The technicians began reporting it at once. I would have, officially, needed to reprimand them, and myself, for consorting with an unknown force. But orders from home were still forthcoming, and the unknown force was currently our sole supplier of novel entertainment. There are only so many games of Iss you can play before one goes mad.

Once again, it was the first request. And once again, it was not the last.

By the time their planet had made another three revolutions, half the crew had gotten invitations to visit. All of the officers had already received theirs, in much more diplomatically official ways. And here, the punch landed; they were ready for us whenever we wanted to come down.

Facilities built to our people’s specifications. Areas cleared of harmful substances. Residences built for us, safety devices prepared, food on the table and doors left open.

Nothing from home. We were forgotten.

We began to accept.

By the time the truth was uncovered by some of our more paranoid crew members, it was far too late. We had landed en masse, to find a world with not one, but twelve species from over fifty civilizations living together. We had made friends, sometimes lovers, in a way that was unnerving to the elders and feather-shivering exciting to the young crew. We had homes now. And still no word from home.

So when it came to light that the humans had lied to us? Told us the war was over, when in reality the battle was yet to be fought? Used their impossibly fast transmissions to build us the perfect trap, just as they did to all those that came before us?

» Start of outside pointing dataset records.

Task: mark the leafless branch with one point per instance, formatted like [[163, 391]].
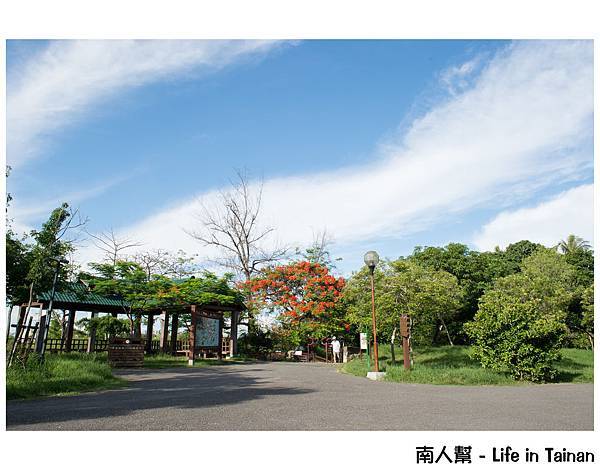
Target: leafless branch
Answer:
[[233, 228], [111, 245]]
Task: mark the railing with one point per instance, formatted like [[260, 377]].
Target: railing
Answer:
[[81, 345]]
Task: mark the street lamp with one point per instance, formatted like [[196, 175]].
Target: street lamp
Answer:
[[371, 260], [41, 345]]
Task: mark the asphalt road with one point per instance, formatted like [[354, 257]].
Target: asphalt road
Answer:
[[291, 396]]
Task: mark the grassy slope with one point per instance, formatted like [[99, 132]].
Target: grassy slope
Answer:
[[451, 365], [61, 374]]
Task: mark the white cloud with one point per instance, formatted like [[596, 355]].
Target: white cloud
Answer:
[[571, 212], [518, 128], [66, 80]]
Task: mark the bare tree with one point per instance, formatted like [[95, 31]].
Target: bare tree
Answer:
[[232, 226], [112, 246], [165, 263], [318, 251]]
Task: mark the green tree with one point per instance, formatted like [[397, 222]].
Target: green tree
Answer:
[[583, 262], [474, 271], [18, 265], [429, 296], [50, 243], [515, 253], [521, 321], [105, 326], [587, 321], [127, 281], [572, 244]]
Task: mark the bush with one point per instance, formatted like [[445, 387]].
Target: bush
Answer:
[[520, 324], [60, 373]]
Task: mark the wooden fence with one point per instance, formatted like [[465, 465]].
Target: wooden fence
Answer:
[[55, 345]]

Well. It’s hard to be angry when the trap treats us better than the homeworld ever did.

Our warships, the pride of our government’s military, the Third Sociocide Fleet, is now parked in the shadow of Jupiter, next to the Grakkhuli 29th Expedition, the Community of Trawn’s Fifth, Sixth, and Ninth battlefleets, and humanity’s own Solar Defense Fleet. They are manned, all of them, by mixed crews, both of peoples, and ideologies, ready to step in if the next invader doesn’t fall for the trap.

I served for another quarter-span as captain, though with the human’s life extension technology, that term isn’t as harsh as it once might have been. My daughter now climbs the ranks, looking to follow in my path. And in my retirement, I’ve finally found the time to visit that old friend off the Internet.

He was right. Hawaii really is beautiful.